Indiana’s RFRA also protects individuals both in lawsuits or administrative actions brought by the government and in lawsuits brought by private parties. Some states, like New Mexico, do not allow RFRA to be used as a defense in litigation where the government isn’t a party. Also, the federal circuit courts are split about whether the federal RFRA can be used to defend against private lawsuits where the government isn’t a party. So that’s also different in some states and in some federal circuits.
Otherwise, it’s the same law.
You Didn’t Say Anything about the Gay Stuff.
That’s because the words “gay,” “lesbian,” and “sexual orientation” don’t appear in any of the RFRAs. Until now, the most controversial RFRA case was last year’s Hobby Lobby v. Burwell, which was about whether the federal government has a compelling interest in forcing religious business owners to pay for abortifacents. (It doesn’t.)
This big gay freak-out is purely notional. No RFRA has ever been used successfully to defend anti-gay discrimination, not in twenty years of RFRAs nationwide.

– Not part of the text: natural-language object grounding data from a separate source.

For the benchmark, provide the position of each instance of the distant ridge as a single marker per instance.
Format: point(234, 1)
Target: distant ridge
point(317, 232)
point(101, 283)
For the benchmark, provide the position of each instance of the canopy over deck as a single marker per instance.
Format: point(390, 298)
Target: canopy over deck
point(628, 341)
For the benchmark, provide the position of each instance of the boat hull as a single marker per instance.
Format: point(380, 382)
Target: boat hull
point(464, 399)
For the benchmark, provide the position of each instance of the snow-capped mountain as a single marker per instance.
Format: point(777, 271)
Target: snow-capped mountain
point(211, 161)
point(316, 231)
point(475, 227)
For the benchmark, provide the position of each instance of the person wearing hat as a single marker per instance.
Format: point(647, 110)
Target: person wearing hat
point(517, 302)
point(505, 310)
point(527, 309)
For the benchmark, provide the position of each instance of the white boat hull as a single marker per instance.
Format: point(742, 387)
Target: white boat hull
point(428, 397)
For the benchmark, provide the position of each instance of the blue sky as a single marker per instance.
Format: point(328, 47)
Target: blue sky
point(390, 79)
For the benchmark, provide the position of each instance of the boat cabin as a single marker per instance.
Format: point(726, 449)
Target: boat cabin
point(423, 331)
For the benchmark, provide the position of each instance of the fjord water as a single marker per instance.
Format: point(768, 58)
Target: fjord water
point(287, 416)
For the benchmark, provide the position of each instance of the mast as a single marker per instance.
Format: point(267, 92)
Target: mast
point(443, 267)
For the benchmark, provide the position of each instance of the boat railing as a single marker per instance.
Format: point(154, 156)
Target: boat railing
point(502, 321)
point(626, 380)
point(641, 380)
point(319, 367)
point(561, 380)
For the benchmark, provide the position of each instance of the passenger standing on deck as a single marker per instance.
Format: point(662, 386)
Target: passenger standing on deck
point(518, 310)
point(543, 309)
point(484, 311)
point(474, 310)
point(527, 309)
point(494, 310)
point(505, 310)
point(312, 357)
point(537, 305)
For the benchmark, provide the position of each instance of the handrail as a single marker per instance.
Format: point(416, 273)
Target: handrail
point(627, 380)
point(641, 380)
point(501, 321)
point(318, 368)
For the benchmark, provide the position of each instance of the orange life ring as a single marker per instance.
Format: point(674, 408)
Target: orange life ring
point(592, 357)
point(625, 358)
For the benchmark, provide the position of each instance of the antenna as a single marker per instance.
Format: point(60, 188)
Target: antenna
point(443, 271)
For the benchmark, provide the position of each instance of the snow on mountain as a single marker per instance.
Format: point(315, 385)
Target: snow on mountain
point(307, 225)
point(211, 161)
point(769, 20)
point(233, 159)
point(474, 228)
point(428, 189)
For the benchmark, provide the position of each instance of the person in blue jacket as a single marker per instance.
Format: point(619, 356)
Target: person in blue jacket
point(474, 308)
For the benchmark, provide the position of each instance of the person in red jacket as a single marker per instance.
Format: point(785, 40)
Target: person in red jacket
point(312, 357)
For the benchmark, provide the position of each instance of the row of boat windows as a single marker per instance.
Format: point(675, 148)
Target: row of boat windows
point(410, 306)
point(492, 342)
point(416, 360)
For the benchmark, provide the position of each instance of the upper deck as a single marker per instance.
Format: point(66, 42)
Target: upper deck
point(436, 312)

Why Is Everyone So Mad about Indiana’s RFRA, Then?
The fear is that it could be used to deny service to gay people in places of public accommodation like businesses and restaurants. But, as discussed above, no RFRA has ever been used that way before. Also, Indiana does not have a public accommodation law that protects against anti-gay discrimination, meaning there’s no state law in Indiana preventing anti-gay discrimination in businesses even before the state RFRA was enacted. Notably, despite the lack of such a law, nobody can point to any Indiana businesses that were discriminating against gays.
That’s what makes this an informed attribute. Gay marriage is on many people’s minds lately, for obvious reasons. In truth, though, Indiana is merely catching-up to states that have had RFRAs for decades—like Illinois, for example, which got its RFRA with the help of a young state senator named Barack Obama. Unfortunately, Indiana is now caught in the cultural cross-fire.
Do Religious Freedom Protections Hurt Gays?
It is entirely consistent to favor broad religious freedom protections and also favor gay rights. Many gays are religious, and so themselves benefit from religious freedom protections like RFRA. But even where gay Americans and religious Americans find themselves in conflict, there is ample room in communities to peaceably coexist. That’s the point of a RFRA. No side gets an automatic-victory card. The interests of all sides gets weighed.
What Do We Do Now?
If you’ve made it this far, you know more about RFRAs and the Indiana situation than the average news consumer. Share your knowledge. It’s the only way to beat the swarms of aggrieved news consumers who don’t know any better than what they’ve seen in the papers.
The only way to push back against the informed attribute in this instance is to point to the actual attributes of the law. Before Indiana, RFRAs existed for over 20 years in 19 states and the federal government. There has been no parade of horribles. They are a shield, not a sword. And their object is religious freedom, not anti-gay discrimination.